Aynı günün akşamında konserlerin yapıldığı Kulturbrauerei Salonu’nda kokteyl düzeninde bir açılış yapıldı ve bazı canlı performansların sonrasında Kültür ve Turizm Bakanımız’ı temsilen Nihat Gül, Türk müzik kültürünün derinliği ve çeşitliliğini içeren bir konuşma daha yaptı ve Alman dostların yakınlığından övgüyle söz etti. O akşam sahnede Müsteşar Yardımcımız’ın yanı sıra Dr. Ralf Kleinhenz (Popkomm Genel Müdürü), Klaus Wowereit (Berlin Büyükşehir Belediye Başkan Temsilcisi) ve Dr. Herald Heker (GEMA Temsilcisi) Türkiye’nin müzik kültüründen övgüyle söz ettiler.

Esas açılış 8 Ekim Çarşamba günü yapıldı. Festival ve Fuar Merkezi’nin en geniş salonunda dünyanın çeşitli ülkelerinden gelen gazeteciler ve televizyoncular merakla açılış konuşmalarını bekliyorlardı. Bu arada CISAC Başkanı ve ünlü Bee Gees Grubu üyesi Robin Gibb salona girdi ve koruma görevlilerinin eşliğinde konuşmaların yapılacağı podyumdaki yerini aldı.

Popkomm açış konuşmasını Almanya Kültür ve Medya Bakanı Bernd Neumann üstlenmişti. Uzun bir konuşma sunan Bakan’ın Türkiye için önemli sayılabilecek satırları şöyleydi:

“Popkomm dünya müzik platformunda ve Almanya’nın müzik alanındaki en önemli kültür etkinliğidir. Bu sene Türkiye’nin konuk ülke olması harika bir karardır, her iki ülke için de. Bu anlamda organizasyon esnasında, Türk katılımcıların vize işlemleri için kişisel olarak görüştüğüm durumlar bile oldu. Çünkü bu etkinlik ülkeler arası bir köprü, bir itici güç ve ekonomik açıdan çok etkili bir organizasyondur. İki ülkenin birbiri hakkında yeterli bilgisi olmalıdır.

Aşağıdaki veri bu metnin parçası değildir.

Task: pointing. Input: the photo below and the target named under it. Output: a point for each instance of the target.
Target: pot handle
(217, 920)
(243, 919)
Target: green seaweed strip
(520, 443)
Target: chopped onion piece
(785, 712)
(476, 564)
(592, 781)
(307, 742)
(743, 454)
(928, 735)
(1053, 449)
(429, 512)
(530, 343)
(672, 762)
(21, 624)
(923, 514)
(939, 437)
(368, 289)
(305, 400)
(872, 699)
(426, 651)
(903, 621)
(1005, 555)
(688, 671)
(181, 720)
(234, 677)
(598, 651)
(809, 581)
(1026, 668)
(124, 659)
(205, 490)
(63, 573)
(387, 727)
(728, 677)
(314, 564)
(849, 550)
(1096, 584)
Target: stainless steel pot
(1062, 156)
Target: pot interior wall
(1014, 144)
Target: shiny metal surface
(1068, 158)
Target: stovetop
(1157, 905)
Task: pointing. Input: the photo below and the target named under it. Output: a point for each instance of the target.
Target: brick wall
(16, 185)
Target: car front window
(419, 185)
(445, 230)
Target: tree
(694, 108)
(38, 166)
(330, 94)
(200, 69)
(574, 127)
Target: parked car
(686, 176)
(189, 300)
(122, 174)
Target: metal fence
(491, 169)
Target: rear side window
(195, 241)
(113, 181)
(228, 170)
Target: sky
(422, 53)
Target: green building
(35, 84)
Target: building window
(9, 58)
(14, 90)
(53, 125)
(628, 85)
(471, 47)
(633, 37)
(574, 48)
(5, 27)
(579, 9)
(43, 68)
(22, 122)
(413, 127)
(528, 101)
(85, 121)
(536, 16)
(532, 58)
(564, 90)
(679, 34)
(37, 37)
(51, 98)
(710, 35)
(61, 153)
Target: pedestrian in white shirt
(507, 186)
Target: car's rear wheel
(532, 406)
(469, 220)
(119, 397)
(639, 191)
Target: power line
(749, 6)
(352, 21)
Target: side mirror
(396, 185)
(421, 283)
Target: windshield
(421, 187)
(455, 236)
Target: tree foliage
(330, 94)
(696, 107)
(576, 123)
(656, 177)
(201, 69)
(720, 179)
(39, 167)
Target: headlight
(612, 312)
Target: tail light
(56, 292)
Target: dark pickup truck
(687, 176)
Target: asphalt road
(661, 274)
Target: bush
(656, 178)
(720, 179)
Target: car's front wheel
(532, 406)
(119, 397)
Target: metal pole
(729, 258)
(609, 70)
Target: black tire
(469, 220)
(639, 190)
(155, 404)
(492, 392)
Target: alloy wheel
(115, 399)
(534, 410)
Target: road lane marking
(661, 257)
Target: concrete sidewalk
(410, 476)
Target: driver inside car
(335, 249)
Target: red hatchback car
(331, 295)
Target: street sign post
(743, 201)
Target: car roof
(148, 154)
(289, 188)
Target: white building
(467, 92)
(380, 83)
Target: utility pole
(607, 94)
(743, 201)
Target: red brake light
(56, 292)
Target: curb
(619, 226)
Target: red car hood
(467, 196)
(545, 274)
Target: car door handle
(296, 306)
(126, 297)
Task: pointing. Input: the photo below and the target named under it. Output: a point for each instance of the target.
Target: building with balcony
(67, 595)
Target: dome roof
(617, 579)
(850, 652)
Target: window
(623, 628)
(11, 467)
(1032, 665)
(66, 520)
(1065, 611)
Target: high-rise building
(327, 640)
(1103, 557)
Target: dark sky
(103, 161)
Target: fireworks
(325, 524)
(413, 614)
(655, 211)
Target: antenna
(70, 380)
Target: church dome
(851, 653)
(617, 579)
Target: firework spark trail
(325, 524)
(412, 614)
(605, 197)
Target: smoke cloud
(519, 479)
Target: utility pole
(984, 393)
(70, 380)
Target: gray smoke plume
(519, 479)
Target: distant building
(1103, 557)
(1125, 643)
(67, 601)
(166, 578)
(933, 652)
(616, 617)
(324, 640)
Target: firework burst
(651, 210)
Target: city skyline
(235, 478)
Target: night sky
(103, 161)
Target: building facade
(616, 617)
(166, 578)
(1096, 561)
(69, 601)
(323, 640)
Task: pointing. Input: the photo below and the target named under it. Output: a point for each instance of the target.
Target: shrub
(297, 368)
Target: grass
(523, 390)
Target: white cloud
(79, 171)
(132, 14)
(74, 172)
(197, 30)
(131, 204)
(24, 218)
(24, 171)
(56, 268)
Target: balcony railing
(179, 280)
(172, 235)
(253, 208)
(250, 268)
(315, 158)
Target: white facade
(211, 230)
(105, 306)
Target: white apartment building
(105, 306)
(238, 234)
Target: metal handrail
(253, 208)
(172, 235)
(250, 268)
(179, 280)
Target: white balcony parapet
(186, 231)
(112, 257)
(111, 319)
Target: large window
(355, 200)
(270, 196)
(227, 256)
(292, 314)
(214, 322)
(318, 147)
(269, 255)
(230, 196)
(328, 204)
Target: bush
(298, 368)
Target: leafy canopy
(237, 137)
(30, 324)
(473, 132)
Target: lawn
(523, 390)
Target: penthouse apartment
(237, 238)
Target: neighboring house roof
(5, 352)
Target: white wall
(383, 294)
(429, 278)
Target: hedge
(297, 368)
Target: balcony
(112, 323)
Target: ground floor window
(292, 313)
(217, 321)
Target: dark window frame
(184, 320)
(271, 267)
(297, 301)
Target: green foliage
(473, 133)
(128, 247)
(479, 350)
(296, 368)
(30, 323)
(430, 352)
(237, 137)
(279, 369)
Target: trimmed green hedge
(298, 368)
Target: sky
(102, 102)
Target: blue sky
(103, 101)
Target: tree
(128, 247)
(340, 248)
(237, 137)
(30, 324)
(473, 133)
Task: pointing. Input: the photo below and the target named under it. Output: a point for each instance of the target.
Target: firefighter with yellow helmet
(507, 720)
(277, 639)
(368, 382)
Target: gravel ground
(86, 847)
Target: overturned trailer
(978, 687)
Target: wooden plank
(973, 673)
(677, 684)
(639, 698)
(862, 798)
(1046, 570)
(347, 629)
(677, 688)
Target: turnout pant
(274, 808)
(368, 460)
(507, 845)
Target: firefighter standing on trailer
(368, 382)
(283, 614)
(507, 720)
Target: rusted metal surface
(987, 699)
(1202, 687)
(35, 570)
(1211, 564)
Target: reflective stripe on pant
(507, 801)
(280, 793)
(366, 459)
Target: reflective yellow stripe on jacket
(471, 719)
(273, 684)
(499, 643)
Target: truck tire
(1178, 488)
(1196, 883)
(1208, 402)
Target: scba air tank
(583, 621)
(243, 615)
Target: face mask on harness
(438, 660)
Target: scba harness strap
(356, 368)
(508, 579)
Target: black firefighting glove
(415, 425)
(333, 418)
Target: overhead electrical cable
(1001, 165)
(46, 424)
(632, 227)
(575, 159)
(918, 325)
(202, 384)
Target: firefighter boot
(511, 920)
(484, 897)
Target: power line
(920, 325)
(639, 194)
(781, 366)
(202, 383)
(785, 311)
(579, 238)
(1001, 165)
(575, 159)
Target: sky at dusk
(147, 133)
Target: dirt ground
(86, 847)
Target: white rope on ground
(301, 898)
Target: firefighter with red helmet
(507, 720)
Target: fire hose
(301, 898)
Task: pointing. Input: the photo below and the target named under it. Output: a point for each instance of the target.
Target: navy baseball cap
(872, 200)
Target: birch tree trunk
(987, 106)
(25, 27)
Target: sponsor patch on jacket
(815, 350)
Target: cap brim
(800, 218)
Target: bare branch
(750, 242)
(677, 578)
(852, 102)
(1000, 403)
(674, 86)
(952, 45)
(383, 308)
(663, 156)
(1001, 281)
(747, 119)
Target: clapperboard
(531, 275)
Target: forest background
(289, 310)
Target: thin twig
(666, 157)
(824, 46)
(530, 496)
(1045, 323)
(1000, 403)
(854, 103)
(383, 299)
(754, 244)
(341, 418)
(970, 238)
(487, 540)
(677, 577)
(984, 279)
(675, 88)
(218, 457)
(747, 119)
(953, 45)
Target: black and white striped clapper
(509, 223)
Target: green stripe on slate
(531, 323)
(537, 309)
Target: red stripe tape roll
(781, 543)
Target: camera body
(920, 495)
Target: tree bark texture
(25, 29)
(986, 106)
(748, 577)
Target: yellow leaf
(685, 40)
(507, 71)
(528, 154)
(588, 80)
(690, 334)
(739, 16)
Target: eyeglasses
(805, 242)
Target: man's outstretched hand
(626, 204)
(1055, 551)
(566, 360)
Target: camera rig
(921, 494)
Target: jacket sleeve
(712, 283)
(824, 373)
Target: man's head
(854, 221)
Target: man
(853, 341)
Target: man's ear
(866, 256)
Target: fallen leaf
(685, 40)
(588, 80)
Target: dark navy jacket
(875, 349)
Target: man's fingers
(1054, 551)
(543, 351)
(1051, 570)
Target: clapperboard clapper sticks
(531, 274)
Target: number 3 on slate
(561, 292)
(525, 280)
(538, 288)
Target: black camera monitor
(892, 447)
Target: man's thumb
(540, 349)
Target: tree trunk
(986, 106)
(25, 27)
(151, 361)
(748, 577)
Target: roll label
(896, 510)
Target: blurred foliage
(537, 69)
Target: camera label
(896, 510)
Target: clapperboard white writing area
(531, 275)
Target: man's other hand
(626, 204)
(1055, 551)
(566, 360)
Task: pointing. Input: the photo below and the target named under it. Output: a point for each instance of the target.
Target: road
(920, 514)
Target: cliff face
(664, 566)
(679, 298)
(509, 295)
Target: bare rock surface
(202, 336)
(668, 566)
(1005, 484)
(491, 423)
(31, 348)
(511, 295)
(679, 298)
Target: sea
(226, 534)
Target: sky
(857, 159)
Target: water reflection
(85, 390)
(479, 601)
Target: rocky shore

Örneğin bu sene Avrupa Futbol Şampiyonası’ndaki karşılaşmamız, müzik alanında Türkiye’nin konuk ülke olması, ayrıca Frankfurt Kitap Fuarı’nda da bu sene Türkiye şeref konuğudur.

Almanya son dönemde müzik sektörünün gelişmesi ve kültürel zenginliğin artırılması için “Müzik Girişimi Kuruluşunu” kurdu. Özellikle Pop, Jazz müziği alanında altyapı desteği ve teşvik kararları alındı. Uygun görülen projeler Almanya Devleti tarafından desteklenmektedir. Bu çalışmada emeği geçen GEMA ve GVL’ye de ülkemizin gençlerine verdikleri destekten ötürü teşekkür ederiz.

Sanat ve kültür alanları, ödenek ayrılması gereken alanlar olması dışında, ciddi istihdam yaratan sektörler. Bu sebeple yeni girişimlerden çekinilmemesi gerekmekte.

Telif hakları her şeyden önemli bir hale gelmiştir. Kültür politikaları açısından kaçak kopyalar sadece bir suçtan ibaret değil. Örneğin Almanya’da; savcılığın korsan olarak tespit edilen satış ve kullanımın belirli adedin altında olmasından ötürü korsan kullanım görülmediğinden, telif ihlali olmadığı yönünde karar alındı. Bu durumla ilgili gensoru çıkartılmıştır. Sonuçları sektör için çok olumsuz olabilir. Telif hakları üzerinde mantıklı çözümler üretmeliyiz.

Örneğin Avrupa Komisyonu Fransa ve Almanya’nın tüm itirazlarına rağmen, rekabete aykırı olduğu gerekçesi ile meslek birliklerinin kendi bölgeleri dışında faaliyet göstermelerini engeller bir karar almıştır. Bu konuda Fransız meslektaşımla çalışmalar başlattım. Popkomm’un gelecek ve müzik sektörü için ilginç konu ve konuşmalara sahne olacağı düşüncesindeyim...”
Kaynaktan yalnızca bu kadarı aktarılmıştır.